Crews begin dismantling, storing Trail of Lights for next year

Austin

AUSTIN (KXAN) — After the Trail of Lights dimmed for the final time in 2017,  crews are in the process of tearing down and storing the displays that made it all possible.  The event, which draws in around 400,000 visitors each year has become one of the largest in Austin.

“This is like a military operation. It is about as efficient as you can possibly get,” said James Russell, the executive director of the Trail of Lights Foundation.

The Trail of Lights has existed in Austin since 1965, it features over 2 million lights and 40 displays.

A spokesperson for the Trail of Lights Foundation explained that crews began arriving Sunday morning to tear the display down, working for hours into the afternoon.

This year the Trail of Lights opened on Dec. 9 but closed for four days because of rain and muddy conditions at Zilker Park. Russell explained that when the ground has too much moisture holding the event or moving the displays around can actually damage the park.  The Trail of Lights Foundation closed the annual event in accordance with park policy, their team has been handling many transfer and refund requests as a result.

Russell said that crews had to clean up 8,000 gallons of water from the park already, and the park has still not completely dried out. Consequently, many of the displays installed in the lawn of the park cannot be removed yet. Currently, the Trail of Lights Foundation plans to turn the park back over to the public on Jan. 8. Russell acknowledge that any weather events could delay that timeline.

“It’s always a big bummer when you have to shut down even one night, because that could be ten thousand folks, 20,000 folks that it was their only night to come to the trail, and we had four of those this year, so it’s a bit of hard pill for me to swallow knowing that some folks were displaced from the trail of lights this year, and that’s pretty rough,” Russell said.

The Trail of Lights Foundation will work with Austin’s Parks Department to determine what repairs need to be made on the grass, the parks department does most of the work to the park while the foundation pays for the maintenance and time.

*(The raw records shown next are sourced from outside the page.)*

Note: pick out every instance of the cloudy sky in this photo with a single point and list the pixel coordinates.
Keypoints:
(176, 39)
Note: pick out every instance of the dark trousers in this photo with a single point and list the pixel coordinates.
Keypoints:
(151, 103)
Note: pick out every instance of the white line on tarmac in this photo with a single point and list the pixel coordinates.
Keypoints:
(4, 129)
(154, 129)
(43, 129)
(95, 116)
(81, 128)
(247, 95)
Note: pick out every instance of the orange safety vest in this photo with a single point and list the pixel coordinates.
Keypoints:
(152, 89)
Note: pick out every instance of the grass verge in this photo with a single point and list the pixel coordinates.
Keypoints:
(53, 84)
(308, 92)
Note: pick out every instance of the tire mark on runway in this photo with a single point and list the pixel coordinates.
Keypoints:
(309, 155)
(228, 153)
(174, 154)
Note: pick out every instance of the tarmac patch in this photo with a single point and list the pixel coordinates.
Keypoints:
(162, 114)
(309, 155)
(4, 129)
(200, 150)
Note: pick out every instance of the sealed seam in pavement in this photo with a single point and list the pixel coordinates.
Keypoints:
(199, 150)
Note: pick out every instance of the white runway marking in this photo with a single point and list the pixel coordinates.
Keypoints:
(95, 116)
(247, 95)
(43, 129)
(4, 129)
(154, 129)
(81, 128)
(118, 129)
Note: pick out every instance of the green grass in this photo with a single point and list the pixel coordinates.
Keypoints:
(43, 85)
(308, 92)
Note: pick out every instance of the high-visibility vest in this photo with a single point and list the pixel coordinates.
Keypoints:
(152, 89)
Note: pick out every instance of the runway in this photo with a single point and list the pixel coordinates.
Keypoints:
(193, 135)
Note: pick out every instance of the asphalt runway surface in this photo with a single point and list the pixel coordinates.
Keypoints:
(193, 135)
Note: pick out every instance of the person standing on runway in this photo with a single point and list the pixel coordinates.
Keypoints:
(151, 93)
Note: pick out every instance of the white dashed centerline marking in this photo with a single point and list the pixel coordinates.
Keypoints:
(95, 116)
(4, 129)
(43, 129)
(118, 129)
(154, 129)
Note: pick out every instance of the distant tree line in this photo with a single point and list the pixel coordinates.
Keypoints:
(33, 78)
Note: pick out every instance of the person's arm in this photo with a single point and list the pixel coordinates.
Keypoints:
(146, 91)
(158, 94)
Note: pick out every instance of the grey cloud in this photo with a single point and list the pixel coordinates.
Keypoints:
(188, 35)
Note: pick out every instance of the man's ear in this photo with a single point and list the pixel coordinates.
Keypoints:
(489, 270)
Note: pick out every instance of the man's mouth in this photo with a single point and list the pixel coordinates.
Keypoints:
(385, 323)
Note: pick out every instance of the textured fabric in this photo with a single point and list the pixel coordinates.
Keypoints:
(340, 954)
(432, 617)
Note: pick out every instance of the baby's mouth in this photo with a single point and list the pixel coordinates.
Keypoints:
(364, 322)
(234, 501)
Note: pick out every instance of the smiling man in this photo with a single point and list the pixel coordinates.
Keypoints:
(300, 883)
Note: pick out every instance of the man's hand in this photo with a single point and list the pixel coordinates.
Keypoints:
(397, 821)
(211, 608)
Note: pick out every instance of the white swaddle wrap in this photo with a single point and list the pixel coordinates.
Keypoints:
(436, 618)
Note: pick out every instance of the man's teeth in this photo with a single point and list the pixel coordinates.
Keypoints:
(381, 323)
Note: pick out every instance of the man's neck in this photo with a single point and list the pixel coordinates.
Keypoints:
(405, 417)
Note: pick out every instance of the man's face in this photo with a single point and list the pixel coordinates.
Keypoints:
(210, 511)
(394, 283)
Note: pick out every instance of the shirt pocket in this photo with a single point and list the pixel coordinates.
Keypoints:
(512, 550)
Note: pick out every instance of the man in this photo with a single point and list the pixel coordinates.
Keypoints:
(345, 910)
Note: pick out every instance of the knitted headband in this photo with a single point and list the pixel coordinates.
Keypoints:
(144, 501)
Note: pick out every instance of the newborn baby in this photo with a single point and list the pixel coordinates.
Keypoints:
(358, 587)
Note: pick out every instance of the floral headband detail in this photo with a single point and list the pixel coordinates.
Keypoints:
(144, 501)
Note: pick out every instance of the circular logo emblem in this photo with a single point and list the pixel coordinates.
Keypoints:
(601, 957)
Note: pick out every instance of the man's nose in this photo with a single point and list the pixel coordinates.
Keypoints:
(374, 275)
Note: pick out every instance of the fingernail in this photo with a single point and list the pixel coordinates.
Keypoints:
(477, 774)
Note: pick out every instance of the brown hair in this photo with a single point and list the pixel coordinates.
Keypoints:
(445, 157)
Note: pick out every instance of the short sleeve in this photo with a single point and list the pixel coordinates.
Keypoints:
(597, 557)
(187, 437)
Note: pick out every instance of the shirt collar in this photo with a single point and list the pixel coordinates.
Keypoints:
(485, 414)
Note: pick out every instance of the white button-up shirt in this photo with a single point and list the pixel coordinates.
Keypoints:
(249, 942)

Ticket holders from canceled nights on Dec. 16, 17, 19 and 22 who could not exchange tickets and have requested a refund will be able to get a refund of their net ticket purchase – meaning the Trail of Lights will not be refunding fees (for every $3 ticket sold, a $0.84 fee was attached).

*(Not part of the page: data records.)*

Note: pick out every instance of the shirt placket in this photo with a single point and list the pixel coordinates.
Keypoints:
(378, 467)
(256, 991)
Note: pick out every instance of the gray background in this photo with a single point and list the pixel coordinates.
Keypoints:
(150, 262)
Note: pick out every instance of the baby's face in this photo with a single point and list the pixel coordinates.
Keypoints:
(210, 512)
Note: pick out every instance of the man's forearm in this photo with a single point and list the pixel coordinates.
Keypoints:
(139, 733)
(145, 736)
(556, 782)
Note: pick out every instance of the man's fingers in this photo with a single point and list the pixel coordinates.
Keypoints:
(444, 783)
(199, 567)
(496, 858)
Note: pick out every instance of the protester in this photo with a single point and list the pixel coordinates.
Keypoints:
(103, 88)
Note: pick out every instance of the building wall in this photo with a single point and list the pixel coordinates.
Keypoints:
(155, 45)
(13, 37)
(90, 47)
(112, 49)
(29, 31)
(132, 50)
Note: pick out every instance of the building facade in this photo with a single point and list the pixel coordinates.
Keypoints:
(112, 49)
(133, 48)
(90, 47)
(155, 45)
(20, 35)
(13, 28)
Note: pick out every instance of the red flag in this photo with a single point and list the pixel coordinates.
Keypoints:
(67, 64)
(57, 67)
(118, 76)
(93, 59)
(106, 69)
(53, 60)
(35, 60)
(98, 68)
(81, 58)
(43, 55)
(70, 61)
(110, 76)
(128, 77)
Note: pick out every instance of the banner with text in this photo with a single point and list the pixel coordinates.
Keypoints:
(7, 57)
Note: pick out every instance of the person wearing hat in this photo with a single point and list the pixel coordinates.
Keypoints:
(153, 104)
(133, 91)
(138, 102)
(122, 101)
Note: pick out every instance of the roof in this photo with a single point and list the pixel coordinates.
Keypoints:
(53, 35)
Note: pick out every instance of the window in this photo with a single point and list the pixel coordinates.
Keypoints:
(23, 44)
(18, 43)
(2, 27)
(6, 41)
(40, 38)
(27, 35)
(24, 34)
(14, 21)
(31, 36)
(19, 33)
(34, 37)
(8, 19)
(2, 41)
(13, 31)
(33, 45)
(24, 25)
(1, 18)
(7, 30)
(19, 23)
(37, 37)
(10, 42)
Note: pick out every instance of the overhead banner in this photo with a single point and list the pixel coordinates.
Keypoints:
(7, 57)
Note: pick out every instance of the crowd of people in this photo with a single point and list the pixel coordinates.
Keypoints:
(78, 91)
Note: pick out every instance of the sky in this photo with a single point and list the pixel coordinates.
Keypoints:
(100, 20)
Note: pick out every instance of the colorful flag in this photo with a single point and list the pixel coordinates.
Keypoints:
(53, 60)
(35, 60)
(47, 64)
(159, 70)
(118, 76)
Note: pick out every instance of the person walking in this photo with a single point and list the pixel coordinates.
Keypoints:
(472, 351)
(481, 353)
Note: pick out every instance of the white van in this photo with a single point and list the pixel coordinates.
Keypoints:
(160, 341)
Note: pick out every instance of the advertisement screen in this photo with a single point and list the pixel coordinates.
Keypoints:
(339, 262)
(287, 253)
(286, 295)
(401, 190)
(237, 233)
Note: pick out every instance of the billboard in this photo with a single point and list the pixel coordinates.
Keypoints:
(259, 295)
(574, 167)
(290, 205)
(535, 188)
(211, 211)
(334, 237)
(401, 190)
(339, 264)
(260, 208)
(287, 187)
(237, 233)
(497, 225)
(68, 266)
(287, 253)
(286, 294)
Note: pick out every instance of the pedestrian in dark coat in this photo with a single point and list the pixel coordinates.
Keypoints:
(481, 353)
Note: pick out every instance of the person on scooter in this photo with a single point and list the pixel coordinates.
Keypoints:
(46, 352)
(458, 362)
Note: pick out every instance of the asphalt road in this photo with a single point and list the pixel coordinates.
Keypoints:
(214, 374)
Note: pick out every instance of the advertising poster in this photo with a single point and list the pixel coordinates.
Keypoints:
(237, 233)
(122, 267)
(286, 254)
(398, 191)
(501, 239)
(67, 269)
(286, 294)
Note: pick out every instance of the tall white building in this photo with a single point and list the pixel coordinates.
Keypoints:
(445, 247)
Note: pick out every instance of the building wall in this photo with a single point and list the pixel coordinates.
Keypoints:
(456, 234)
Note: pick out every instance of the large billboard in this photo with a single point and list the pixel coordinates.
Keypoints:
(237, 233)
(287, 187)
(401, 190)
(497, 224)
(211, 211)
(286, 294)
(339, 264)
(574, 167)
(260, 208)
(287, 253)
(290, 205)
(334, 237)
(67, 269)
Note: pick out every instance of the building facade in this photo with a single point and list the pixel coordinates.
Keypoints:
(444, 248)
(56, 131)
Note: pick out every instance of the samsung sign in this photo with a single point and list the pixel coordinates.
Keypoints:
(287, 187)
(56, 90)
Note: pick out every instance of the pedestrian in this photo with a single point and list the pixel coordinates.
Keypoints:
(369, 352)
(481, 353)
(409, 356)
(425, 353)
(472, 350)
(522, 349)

The Trail of Lights Foundation says the refunds will be processed in January and it may take up to 30 days for the transaction to appear on your account.

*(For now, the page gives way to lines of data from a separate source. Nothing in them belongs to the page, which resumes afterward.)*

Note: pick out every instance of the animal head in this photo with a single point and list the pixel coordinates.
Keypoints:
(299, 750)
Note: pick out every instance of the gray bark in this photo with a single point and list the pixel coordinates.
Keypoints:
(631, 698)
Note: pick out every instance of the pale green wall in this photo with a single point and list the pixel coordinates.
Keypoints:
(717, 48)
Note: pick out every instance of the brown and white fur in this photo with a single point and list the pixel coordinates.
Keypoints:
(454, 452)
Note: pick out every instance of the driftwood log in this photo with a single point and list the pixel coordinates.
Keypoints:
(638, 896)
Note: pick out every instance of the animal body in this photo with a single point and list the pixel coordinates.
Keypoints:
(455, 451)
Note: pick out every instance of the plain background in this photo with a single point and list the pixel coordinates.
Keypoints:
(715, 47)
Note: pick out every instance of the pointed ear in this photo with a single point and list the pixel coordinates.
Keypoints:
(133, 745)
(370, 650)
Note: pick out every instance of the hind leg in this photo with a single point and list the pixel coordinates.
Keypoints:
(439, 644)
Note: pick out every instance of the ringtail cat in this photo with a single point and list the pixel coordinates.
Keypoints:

The foundation says ticket holders have two options: Do nothing and the ticket will remain a donation to the Trail of Lights, or submit a refund request by Dec. 31 by emailing exchanges@ticketbud.com with the name and email address of the person who made the request.

If you have already requested a refund, it’s not necessary to do so again.

Last year the festival drew in 375,000 attendees, Russell said they have yet to tally up the total number of attendees for this year.

All of the revenue made at the Trails of Lights goes back into paying for the event for next year, Russell said.